What is Mercerization?
Mercerization is the process of treating cotton thread in a caustic solution (usually sodium hydroxide) under tension, which causes the fibers to swell. Using this process dyes are better able penetrate the fibers. This increases the luster while also strengthening the thread. Mercerized yarns and threads have a silky, vibrant look that sets them apart from non-mercerized materials.
The mercerization process was first discovered by John Mercer 1791-1866. It was patented in 1850 under the name Mercerization.
What are the benefits of 100% Mercerized Cotton Crochet threads for your craft projects?
The main benefit of using 100% mercerized cotton crochet thread is the luster and vibrance you get. For example, look at the image below. You can see how vibrant and silky the rose and eye glass cover look. Both of these items where crocheted with Monaco Cotton Crochet thread.
You can see how the thread has a silky appearance. Unlike non-mercerized material, this thread has a higher luster, deeper color penetration, and color retention than non-mercerized material of similar size. Not only does the thread seem more vibrant it will retain this look for a very long time.
I created these items 2 years ago and they still look new. Specially when compared to a new ball of the same color.

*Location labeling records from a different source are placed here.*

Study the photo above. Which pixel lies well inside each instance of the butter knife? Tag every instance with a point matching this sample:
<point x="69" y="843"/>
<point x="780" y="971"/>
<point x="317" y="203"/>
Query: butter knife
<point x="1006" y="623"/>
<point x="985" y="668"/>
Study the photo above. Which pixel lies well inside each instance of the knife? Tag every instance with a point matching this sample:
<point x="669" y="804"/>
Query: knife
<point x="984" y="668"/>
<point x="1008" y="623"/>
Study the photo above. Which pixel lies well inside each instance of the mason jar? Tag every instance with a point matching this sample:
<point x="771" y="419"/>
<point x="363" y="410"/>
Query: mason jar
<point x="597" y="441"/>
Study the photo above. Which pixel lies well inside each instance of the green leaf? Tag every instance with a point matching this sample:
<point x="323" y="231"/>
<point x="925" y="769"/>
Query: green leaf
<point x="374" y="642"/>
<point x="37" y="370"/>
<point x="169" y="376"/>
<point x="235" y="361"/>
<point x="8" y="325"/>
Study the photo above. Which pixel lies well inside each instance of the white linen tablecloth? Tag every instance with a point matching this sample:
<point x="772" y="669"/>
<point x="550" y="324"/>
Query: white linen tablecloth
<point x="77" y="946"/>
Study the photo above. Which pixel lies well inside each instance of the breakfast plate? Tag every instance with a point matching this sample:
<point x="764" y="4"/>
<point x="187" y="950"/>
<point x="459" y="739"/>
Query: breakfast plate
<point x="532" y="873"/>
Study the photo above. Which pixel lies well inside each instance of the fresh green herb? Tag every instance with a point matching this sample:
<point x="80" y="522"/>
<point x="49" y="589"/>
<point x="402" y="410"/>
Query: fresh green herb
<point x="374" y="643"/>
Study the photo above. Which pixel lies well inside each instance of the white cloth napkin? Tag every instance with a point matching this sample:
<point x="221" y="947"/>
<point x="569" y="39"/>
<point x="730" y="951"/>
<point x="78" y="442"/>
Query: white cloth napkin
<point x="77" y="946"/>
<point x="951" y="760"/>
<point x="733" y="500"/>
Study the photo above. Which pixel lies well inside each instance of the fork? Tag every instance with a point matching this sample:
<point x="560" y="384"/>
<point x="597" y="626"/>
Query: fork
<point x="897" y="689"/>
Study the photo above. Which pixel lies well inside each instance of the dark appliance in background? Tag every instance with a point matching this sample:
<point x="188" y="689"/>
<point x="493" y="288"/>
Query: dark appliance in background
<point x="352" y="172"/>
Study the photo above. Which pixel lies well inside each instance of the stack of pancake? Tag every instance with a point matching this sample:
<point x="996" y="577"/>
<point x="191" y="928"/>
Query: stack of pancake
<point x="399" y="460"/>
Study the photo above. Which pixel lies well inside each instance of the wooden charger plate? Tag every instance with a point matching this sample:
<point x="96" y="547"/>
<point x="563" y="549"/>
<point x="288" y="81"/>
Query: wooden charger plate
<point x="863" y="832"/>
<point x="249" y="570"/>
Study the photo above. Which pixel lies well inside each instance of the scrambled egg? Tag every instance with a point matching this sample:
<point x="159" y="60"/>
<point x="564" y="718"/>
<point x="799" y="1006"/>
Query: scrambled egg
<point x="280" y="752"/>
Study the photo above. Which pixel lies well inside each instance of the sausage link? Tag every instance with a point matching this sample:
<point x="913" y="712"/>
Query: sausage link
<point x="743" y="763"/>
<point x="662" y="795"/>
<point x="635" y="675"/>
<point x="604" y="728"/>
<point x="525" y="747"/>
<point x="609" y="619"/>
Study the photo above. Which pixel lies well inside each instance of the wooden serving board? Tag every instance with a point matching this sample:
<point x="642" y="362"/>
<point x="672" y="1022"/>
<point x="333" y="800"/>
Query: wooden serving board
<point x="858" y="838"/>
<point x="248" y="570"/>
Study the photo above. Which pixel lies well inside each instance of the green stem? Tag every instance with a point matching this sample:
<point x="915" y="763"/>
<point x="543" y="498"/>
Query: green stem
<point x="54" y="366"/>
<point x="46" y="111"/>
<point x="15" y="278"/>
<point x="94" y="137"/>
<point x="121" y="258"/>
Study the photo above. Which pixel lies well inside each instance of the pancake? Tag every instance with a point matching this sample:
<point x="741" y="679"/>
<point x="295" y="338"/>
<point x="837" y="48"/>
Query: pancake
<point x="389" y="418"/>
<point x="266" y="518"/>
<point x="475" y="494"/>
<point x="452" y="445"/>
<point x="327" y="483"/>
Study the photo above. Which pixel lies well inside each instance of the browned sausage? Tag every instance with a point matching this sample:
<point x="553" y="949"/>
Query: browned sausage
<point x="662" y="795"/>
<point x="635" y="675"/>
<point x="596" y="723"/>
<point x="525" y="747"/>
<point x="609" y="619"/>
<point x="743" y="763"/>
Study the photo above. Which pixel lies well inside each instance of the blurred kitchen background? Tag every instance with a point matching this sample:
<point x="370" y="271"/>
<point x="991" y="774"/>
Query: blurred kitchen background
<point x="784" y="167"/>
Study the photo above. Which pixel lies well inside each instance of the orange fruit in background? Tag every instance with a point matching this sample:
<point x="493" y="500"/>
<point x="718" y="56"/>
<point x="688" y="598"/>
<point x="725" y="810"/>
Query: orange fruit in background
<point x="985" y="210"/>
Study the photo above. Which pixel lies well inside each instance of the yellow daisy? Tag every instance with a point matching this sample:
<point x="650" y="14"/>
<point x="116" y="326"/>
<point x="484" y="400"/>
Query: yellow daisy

Your projects will look better, be stronger and last much longer than those made with non-mercerized material.
Monaco 100% Mercerized Cotton Crochet Thread
Lyn’s Crafts imports Monaco Crochet thread from Philippines. We are one of the few companies in the US selling Monaco products. Being from the Philippines I was familiar with the brand and have the necessary connections to be able safely import the threads into the US. Your orders are shipped to you from the USA, via USPS, usually arriving in 2 to 3 days.
2 thoughts on “Ever wonder what 100% mercerized cotton means? We have the answer right here.”
Help aunt Lydia’s red when wet went onto white!!! Why did color run????? Ruin doily
No idea. We have never had that happen. Maybe it was a bad dye lot.